Il periodo estivo comporta tradizionalmente una riduzione della produzione lattiera, ma le ondate di calore delle ultime settimane stanno amplificando il fenomeno, con conseguenze dirette sul benessere animale e sulle rese produttive. «Il periodo estivo comporta fisiologicamente un calo della produzione di latte, ma temperature come quelle di queste settimane aggravano enormemente il problema e aumentano le difficoltà delle aziende zootecniche», sottolinea Nucci.

Alla diminuzione della produzione si aggiunge una fragilità strutturale del sistema nazionale. L'Italia, infatti, non è autosufficiente dal punto di vista produttivo e continua a dipendere dalle importazioni per soddisfare il fabbisogno interno. «Se in Italia consumassimo esclusivamente il latte prodotto nel nostro Paese, non sarebbe sufficiente a coprire il fabbisogno nazionale. Questo significa che il sistema è già fragile e che ogni ulteriore difficoltà pesa ancora di più sulla filiera», evidenzia il presidente della federazione regionale.

Secondo Confcooperative Toscana, la concomitanza tra quotazioni in calo e riduzione dei volumi rischia di compromettere ulteriormente la competitività degli allevamenti, già alle prese con costi di produzione elevati. «Gli allevatori si trovano a sostenere costi elevati in un contesto in cui i ricavi si sono ridotti. È una pressione che mette a rischio la capacità produttiva di molte aziende e rende sempre più difficile programmare investimenti e sviluppo», osserva Nucci.

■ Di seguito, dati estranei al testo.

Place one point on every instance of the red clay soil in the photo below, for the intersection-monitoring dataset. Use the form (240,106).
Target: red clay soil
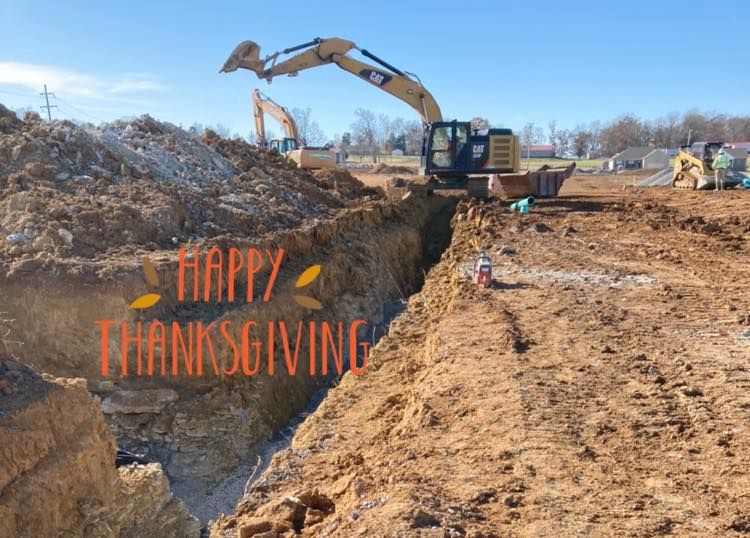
(600,388)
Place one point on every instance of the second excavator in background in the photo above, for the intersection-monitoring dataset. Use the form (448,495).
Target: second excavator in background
(308,157)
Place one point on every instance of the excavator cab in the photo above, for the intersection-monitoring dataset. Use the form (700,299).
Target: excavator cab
(446,148)
(283,145)
(452,150)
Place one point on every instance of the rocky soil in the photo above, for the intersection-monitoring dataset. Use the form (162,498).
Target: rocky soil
(599,388)
(57,467)
(90,193)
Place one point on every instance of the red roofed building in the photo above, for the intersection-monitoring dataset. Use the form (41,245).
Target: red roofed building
(539,151)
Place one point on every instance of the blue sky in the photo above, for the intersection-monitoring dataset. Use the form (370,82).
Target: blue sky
(510,62)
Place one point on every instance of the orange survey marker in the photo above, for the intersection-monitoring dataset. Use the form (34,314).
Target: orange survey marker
(483,270)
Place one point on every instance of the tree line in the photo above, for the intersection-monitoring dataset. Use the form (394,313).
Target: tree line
(372,134)
(595,139)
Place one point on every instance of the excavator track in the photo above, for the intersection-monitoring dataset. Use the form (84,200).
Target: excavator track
(478,187)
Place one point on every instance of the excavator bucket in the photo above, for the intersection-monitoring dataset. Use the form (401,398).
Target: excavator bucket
(246,55)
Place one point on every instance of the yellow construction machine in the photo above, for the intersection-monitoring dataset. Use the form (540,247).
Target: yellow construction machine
(452,151)
(307,157)
(693,167)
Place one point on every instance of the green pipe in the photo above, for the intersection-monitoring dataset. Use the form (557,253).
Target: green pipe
(523,205)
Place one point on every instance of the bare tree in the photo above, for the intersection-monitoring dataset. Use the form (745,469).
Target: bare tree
(552,136)
(365,131)
(310,133)
(414,135)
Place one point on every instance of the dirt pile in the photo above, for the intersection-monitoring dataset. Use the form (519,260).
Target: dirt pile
(69,191)
(57,470)
(598,388)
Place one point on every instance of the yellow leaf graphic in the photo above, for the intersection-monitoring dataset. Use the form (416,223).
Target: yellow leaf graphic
(152,277)
(145,301)
(308,302)
(310,274)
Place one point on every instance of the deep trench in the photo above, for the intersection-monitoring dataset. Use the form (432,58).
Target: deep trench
(223,497)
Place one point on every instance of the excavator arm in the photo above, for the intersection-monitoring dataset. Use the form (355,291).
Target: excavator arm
(325,51)
(265,105)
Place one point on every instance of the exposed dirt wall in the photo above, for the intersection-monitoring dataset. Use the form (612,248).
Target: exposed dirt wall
(57,468)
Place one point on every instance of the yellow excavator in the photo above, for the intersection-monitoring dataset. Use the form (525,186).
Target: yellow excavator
(452,152)
(307,157)
(693,167)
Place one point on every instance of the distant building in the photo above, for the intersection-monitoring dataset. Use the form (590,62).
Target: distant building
(538,151)
(737,158)
(639,157)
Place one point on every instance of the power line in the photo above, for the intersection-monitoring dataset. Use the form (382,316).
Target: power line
(16,93)
(68,105)
(47,106)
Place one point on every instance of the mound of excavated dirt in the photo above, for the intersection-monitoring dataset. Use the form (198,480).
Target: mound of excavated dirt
(69,191)
(390,169)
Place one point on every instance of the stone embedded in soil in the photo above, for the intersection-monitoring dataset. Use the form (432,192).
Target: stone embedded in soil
(138,401)
(57,467)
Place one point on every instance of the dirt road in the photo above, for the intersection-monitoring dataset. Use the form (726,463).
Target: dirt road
(599,389)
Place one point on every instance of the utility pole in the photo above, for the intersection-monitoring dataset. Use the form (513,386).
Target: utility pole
(47,106)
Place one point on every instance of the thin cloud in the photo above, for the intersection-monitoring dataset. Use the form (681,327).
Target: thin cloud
(75,84)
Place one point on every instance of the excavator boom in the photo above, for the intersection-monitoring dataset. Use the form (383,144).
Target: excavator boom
(265,105)
(452,151)
(325,51)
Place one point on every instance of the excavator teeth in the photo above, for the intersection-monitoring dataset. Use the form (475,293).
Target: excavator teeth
(245,55)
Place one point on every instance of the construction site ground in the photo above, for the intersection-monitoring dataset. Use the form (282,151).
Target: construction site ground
(599,388)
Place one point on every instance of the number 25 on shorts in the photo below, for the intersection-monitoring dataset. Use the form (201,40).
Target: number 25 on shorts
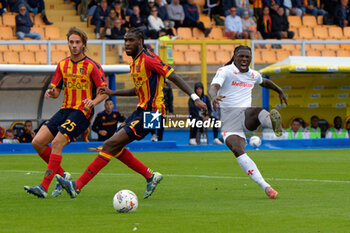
(69,125)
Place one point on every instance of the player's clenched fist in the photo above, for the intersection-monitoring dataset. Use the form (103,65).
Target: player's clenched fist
(104,90)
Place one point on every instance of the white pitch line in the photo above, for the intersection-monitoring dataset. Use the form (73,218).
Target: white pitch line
(194,176)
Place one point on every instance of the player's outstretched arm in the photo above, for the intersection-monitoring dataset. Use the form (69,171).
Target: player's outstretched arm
(53,93)
(271,85)
(124,92)
(178,81)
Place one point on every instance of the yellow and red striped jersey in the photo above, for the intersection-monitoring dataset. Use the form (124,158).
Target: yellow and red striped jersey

In questo contesto, la cooperazione rivendica il proprio ruolo nel garantire qualità, sicurezza alimentare e tracciabilità lungo tutta la filiera. «Chi sceglie i prodotti delle nostre cooperative sceglie qualità, sicurezza e tracciabilità. È un valore che va tutelato, perché oggi anche questo modello produttivo è messo seriamente in difficoltà dagli effetti del cambiamento climatico e dalle tensioni del mercato», conclude Nucci.